Os de 26/9 – Crônica de Luis Fernando Veríssimo

A gente tem um certo carinho pelo próprio aniversário. Afinal, é a data do nosso começo. Mesmo que não interesse a mais ninguém, nos interessa profundamente. Mesmo que não signifique nada, pra nós significa muito, pombas. Sou de 26 de setembro, e andei pesquisando para saber quem fomos e quem somos, os de 26/9, e o que mais aconteceu de importante nesse dia. Descobri que T. S. Eliot, Martin Heidegger, o papa Paulo VI, George Gershwin e Gal Costa nasceram na mesma data, que também é o dia da independência da Nova Zelândia – o que nos leva a imaginar como seria, ignorando-se a disparidade cronológica, uma reunião desta turma. Que bem poderia acabar com o papa dançando com a Gal uma composição do Gershwin ao piano enquanto Eliot e Heidegger trocam ideias sobre a decadência do Ocidente. Mas também descobri que em 26 de setembro morreu o Walter Benjamin.

Benjamin demorou para fugir da França ocupada pelos nazistas. Foi internado pelos alemães, finalmente conseguiu um visto dos americanos e rumou para a fronteira com a Espanha. Sua passagem pela fronteira seria tranquila, mas, por uma pequena questão burocrática, foi adiada para o dia seguinte, e o grupo de Benjamin teve que dormir na pequena cidade de Port Bou, ao pé dos Pirineus. Naquela noite, 26 de setembro de 1940, Benjamin se matou com uma overdose de morfina.
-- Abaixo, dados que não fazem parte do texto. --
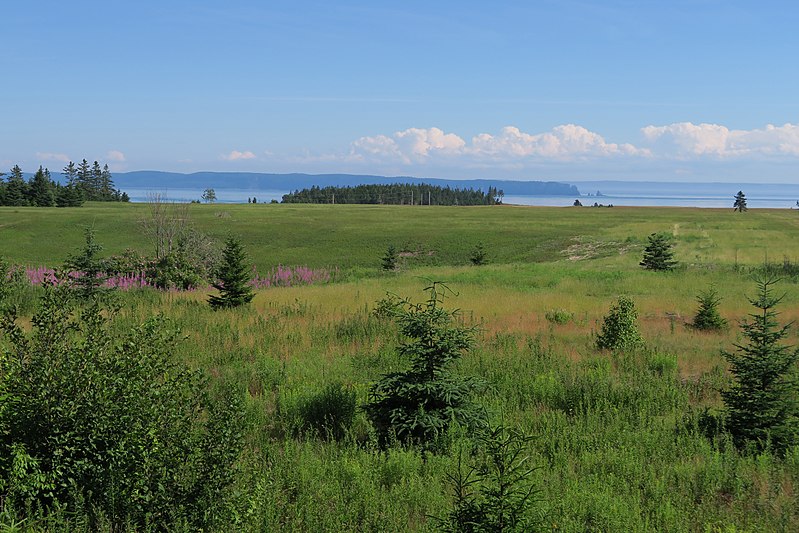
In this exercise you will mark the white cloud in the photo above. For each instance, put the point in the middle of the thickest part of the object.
(235, 155)
(50, 156)
(686, 140)
(511, 145)
(568, 141)
(115, 155)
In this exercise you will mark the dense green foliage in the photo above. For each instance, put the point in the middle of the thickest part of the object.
(620, 327)
(83, 182)
(389, 261)
(233, 277)
(394, 193)
(658, 254)
(707, 317)
(496, 494)
(762, 407)
(107, 425)
(740, 202)
(620, 436)
(418, 405)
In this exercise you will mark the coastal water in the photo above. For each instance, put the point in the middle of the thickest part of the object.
(711, 195)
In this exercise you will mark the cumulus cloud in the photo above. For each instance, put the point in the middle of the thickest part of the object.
(50, 156)
(115, 155)
(564, 142)
(235, 155)
(686, 140)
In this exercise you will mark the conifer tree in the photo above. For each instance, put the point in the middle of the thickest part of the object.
(418, 405)
(84, 180)
(40, 189)
(762, 402)
(740, 202)
(233, 277)
(16, 189)
(658, 254)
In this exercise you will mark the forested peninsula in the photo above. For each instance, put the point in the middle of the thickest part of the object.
(395, 194)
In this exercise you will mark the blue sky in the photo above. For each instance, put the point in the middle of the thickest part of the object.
(573, 90)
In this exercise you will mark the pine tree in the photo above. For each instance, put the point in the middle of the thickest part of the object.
(762, 402)
(620, 327)
(40, 189)
(740, 202)
(418, 405)
(658, 254)
(106, 185)
(233, 277)
(16, 192)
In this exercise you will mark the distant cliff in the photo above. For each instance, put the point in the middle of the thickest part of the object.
(292, 182)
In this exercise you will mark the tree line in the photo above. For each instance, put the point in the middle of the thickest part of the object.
(82, 182)
(395, 194)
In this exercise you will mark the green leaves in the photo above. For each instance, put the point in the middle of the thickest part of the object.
(762, 405)
(233, 278)
(419, 404)
(109, 422)
(620, 327)
(658, 254)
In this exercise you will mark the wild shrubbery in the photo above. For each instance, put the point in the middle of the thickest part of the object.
(108, 425)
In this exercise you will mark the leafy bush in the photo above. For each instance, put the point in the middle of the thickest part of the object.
(707, 317)
(762, 405)
(419, 404)
(389, 261)
(620, 327)
(478, 256)
(559, 316)
(109, 425)
(329, 413)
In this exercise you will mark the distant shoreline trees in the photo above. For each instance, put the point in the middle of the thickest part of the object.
(395, 194)
(82, 182)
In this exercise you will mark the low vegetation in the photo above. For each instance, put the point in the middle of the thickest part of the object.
(146, 409)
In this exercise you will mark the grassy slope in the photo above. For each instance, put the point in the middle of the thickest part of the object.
(615, 450)
(356, 236)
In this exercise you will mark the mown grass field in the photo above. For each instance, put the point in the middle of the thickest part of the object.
(616, 436)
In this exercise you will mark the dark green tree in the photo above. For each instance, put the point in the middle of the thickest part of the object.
(41, 189)
(762, 401)
(659, 253)
(84, 180)
(620, 327)
(740, 202)
(707, 316)
(233, 277)
(418, 405)
(496, 494)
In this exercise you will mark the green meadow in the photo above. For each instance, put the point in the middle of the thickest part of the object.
(617, 438)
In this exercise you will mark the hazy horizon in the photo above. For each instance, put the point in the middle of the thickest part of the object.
(563, 91)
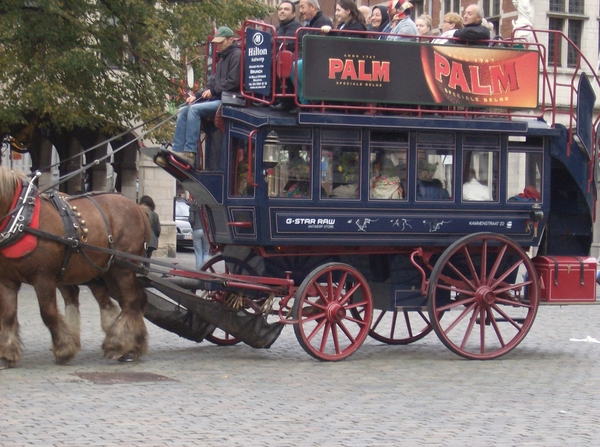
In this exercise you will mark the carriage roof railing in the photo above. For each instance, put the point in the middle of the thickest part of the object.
(550, 85)
(551, 75)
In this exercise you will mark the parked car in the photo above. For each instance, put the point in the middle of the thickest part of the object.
(181, 211)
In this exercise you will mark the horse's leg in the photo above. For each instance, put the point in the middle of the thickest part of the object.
(65, 343)
(11, 345)
(70, 296)
(127, 338)
(109, 311)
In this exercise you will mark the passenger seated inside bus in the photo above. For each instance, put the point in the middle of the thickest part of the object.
(529, 194)
(298, 184)
(429, 187)
(346, 173)
(385, 176)
(473, 190)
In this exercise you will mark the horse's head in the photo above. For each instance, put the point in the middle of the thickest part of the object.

Nunca ficou claro por que Benjamin demorou tanto para tentar escapar e por que se suicidou. Ele tinha escrito que viera ao mundo “sob o signo de Saturno, o astro com a rotação mais lenta, o planeta dos desvios e dos atrasos”. Susan Sontag, num ensaio sobre Benjamin (intitulado Sob o signo de Saturno), escreveu que ele era dominado pela melancolia, e que tinha o pendor da personalidade saturnina pela solidão. Mas a sua era uma solidão ativa e desafiadora, que tanto lhe permitia ser um observador cosmopolita, um “flaneur” como Baudelaire, outro melancólico em movimento e um dos seus heróis intelectuais, como rejeitar algumas das ortodoxias marxistas dos seus pares na escola de Frankfurt. Pode-se especular que, frustrado pelo adiamento na fronteira, enojado pelas indignidades acumuladas que sofrera e doente, Benjamin tenha apenas se negado mais vida e optado por outro tipo de fuga. Segundo Sontag, ele se considerava um tipo em extinção. Achava que tudo que ainda havia de valor no mundo era o último exemplar, como o surrealismo, que era a última expressão, apropriadamente niilista, da inteligência europeia. Deixou incompleta a sua maior obra, sobre as “arcades”, as galerias de Paris, que chamava de a capital do século dezenove. A capital de um mundo que – talvez tenha pensado, antes da morfina – terminava ali. Em vez de outro refugiado na América, preferiu ser também o último exemplar da sua espécie. O ponto final de uma certa Europa.

Roberto Calasso conta no seu livro Os Quarenta e Nove Degraus” que Hannah Arendt procurou em vão pela sepultura de Benjamin no cemitério de Port Bou, que descreveu como um dos mais belos que já conhecera. Hoje a sepultura existe. O interesse de turistas era tão grande que o cemitério providenciou uma com o nome dele. O lugar é bonito, diz Calasso, mas “a sepultura é apócrifa”. Ninguém sabe onde Benjamin está passando o seu exílio definitivo.